Disponibles depuis quelques jours, les nouveaux écouteurs d’Apple offrent de la traduction en temps réel… mais pas en Europe.
C’était l’un des temps forts de la keynote qu’Apple a tenue début septembre et, pourtant, les petites lignes en bas du contrat viennent doucher nos espoirs. En plus de diverses améliorations acoustiques, les AirPods Pro de troisième génération sont également capables de produire des traductions en temps réel dans plusieurs langues – notamment le français. Problème : Apple ne propose pas l’option dans l’Hexagone, accusant l’Europe de brider l’innovation.
Pourquoi Live Translate n’est-elle pas disponible en France ?
Les retours étasuniens sur la fonctionnalité Live Translate sont très encourageants, et la simplicité d’usage est appréciée par les premiers acquéreurs de ces écouteurs haut de gamme. Il suffit de presser simultanément les deux tiges des AirPods Pro pour entamer la traduction : dès que votre interlocuteur parle, vous entendez une traduction dans votre langue, directement dans vos oreilles. Un petit goût de science-fiction… qui le restera pour le moment en Europe.
Effectivement, la page de support de la fonctionnalité d’Apple indique très clairement que « la traduction en direct avec les AirPods n’est pas disponible pour les résidents de l’UE dont l’appareil se trouve dans l’UE et dont le pays ou la région du compte Apple est également dans l’UE ». Un blocage en règle, assumé par la marque américaine, qui n’accepte pas les barrières dressées par la Commission européenne avec à la fois le RGPD, mais aussi le Digital Markets Act instauré l’an dernier (et qui a déjà forcé Apple à ouvrir son App Store à la concurrence) ou le récent AI Act qui encadre strictement l’utilisation de fonctions d’intelligence artificielle sur le territoire.
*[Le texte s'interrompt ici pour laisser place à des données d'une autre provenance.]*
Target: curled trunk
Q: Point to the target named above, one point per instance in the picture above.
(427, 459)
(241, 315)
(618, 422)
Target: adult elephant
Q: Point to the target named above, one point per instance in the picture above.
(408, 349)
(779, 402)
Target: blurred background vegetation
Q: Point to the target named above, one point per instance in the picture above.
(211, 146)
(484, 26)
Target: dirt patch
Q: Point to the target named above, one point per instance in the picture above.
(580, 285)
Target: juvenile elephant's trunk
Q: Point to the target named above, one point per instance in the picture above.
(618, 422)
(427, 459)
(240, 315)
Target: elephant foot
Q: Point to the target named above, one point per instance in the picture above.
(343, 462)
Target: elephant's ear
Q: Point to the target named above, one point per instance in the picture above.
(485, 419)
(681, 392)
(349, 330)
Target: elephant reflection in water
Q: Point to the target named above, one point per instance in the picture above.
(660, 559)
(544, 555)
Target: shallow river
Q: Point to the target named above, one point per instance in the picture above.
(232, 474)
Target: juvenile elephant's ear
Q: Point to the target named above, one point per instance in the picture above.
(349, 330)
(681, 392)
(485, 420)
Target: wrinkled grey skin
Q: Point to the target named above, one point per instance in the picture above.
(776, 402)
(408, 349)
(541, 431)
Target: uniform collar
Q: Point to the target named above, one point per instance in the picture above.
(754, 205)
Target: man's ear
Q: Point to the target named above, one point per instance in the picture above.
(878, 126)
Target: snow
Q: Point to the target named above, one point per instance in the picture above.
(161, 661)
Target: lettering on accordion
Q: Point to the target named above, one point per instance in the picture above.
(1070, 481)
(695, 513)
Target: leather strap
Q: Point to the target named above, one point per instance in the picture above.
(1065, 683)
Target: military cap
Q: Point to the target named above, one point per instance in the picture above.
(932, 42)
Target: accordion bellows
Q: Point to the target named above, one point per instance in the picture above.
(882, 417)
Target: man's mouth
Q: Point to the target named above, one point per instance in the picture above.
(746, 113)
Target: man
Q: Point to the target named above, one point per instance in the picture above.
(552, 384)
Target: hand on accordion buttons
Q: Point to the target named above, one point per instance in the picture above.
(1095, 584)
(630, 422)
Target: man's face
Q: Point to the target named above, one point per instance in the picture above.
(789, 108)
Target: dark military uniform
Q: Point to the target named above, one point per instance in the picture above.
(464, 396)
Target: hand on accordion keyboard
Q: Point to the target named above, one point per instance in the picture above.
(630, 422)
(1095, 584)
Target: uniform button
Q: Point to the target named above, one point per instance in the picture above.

Plus précisément, le Digital Markets Act n’autorise pas Apple à lancer une fonctionnalité utilisant des permissions que la marque n’accorde pas à des écouteurs tiers. En l’occurrence, Live Translate nécessite que le microphone de l’iPhone et celui des écouteurs puissent travailler de concert. Pour Apple, accorder ce privilège à des marques concurrentes représente un risque de sécurité et de confidentialité pour les utilisateurs et utilisatrices. « Ils veulent retirer la magie d’avoir une expérience très intégrée, comme Apple en propose, et nous faire ressembler à tous les autres [fabricants] », aurait déclaré le vice-président d’Apple, Greg Joswiak.
Une nouvelle croisade contre l’Europe
Ce n’est pas la première fois qu’Apple freine des quatre fers et joue à la fois la montre et la prudence dans sa croisade contre les régulateurs européens. C’est d’ailleurs une posture très actuelle, dans un contexte de forte opposition entre un gouvernement américain qui souhaite ouvrir toutes les vannes pour un développement éclair (de l’IA, notamment), et une Europe protectrice qui passe pour zélée aux yeux des entreprises d’outre-Atlantique.
Pourtant, le bras de fer entre Apple et l’Europe a déjà apporté des changements très bénéfiques pour l’ensemble des consommateurs. Si les derniers iPhone sont pourvus d’une connectique USB-C et non plus Lightning, c’est grâce à la ténacité de la Commission européenne. Même chose pour la prise en charge du protocole RCS : désormais, les possesseurs d’un iPhone peuvent discuter de façon beaucoup plus sécurisée avec les personnes utilisant un smartphone Android. Une victoire obtenue de haute lutte par l’Europe, mais qui profite à tous.
Mais, d’un autre côté, on peut comprendre l’agacement d’une part de la population qui, de fait, n’a pas accès à l’intégralité des fonctionnalités d’un produit. Il y a Live Translate, mais également l’application de recopie de l’iPhone sur Mac, jamais sortie en France. Les régulations sont également ce qui a occasionné un report de plusieurs mois d’Apple Intelligence l’année dernière. Gageons que les parties prenantes finiront par trouver un accord qui soit à la fois protecteur des utilisateurs et suffisamment ouvert pour que les marques puissent innover.